01.01.2019 bis 31.05.2022

Ice rises strongly modulate the flux of the Antarctic ice sheet towards the ocean by providing an additional backstress that restricts ice flow. This mechanism for flow restriction is important because it influences rates of sea-level rise from the Antarctic ice sheet. Models for past and future sea-level change have so far never fully included this effect not only because the observational constraints needed for models are inadequate, but also because virtually all models use a reduced set of physical equations which may not fully capture the non-local effects of ice rises.

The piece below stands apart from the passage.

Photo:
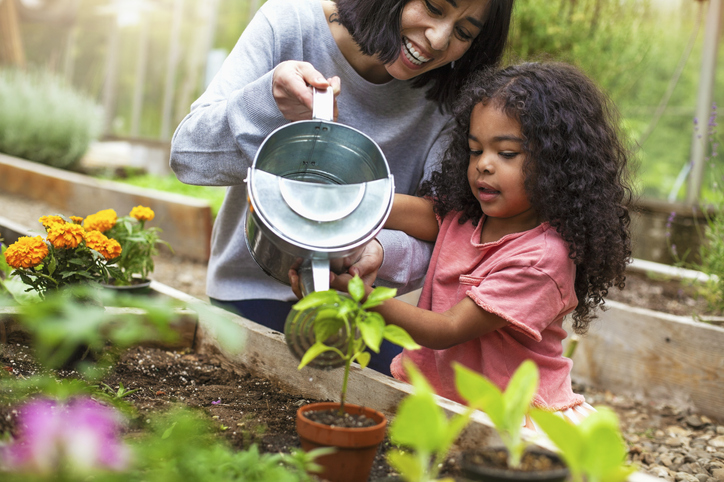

In this study, I test the hypotheses that: (1) commonly applied physical simplifications to the ice-flow equations (Stokes equations) result in a negative bias in both the timing and magnitude of expected sea-level change, and (2) if the ice dynamics are properly evaluated (e.g. via a Full-Stokes model) then ice rises can be utilised across all of Antarctica as an archive of millennial timescale grounding-line retreat. If hypothesis 2 is correct, then ice rises can be used to constrain the next-generation of ensemble ice- flow models in areas where other constraints on past ice-sheet extends are sorely lacking. I test these hypotheses by simulating the coupled system consisting of ice sheet, ice shelf, ice rise and a dynamic grounding in 3D. This state-of-the-art modelling approach combined with in-situ geophysical data enables the quantification of ice rise effects on ice-sheet stability and sea-level variations. In close collaboration with my national and international partners, this project will make significant contributions in reducing uncertainties of sea-level rise projections for Antarctica and provide constraints on paleo ice-sheet simulations that quantify Antarctica’s contribution to sea-level change in the early Holocene.